2009 railway incident in Romania

The Scânteia train accident occurred on August 14, 2009, at 14:10 local time (UTC+3), when at least 14 people were killed in a collision between a minibus and a train in Scânteia, Iași County, Romania, on County Road 248C. The death toll was initially reported as 10. It was the worst accident in Romania in fifteen years.

==Accident==

The location of Iași County in Romania

A minibus carrying 16 people was struck by a train at a railway crossing in Iași County, near the town of Scânteia. According to the Under-Secretary of State for Health, Raed Arafat, 14 people were killed, including the driver and a child, while three others were seriously injured. The minibus, which was hit in the middle, was pushed approximately 350 meters to Scânteia train station.. The train stopped about 350 meters after the impact.
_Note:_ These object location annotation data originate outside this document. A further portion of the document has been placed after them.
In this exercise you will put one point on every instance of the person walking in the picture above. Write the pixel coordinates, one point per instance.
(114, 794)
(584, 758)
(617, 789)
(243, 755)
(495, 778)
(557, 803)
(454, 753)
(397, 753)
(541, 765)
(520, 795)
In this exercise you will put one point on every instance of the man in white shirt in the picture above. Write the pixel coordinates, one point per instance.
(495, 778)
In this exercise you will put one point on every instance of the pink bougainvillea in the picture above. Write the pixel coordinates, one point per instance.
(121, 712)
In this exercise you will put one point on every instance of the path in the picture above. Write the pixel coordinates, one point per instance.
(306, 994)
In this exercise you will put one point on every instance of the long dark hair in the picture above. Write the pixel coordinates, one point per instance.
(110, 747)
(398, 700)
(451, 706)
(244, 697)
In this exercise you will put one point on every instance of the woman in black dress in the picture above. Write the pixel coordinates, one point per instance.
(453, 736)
Train traffic in the region came to a standstill for a time.

The train involved in the accident was operated by private rail company Regiotrans and ran between Iași and Brașov.

==Victims==
All of those dead and injured were on the bus; the train passengers were unhurt. According to sources cited, some of the passengers were thrown out the vehicle following the impact, while others remained trapped in the minibus. The bus driver, whose age was variously reported as 21 or 26, and the other injured persons were reported to be in a state of traumatic coma.

==Cause==
According to the Iași police, the accident occurred because the minibus driver failed to comply with light signals and signs at the railway crossing. The driver died two days later after sustaining fatal injuries.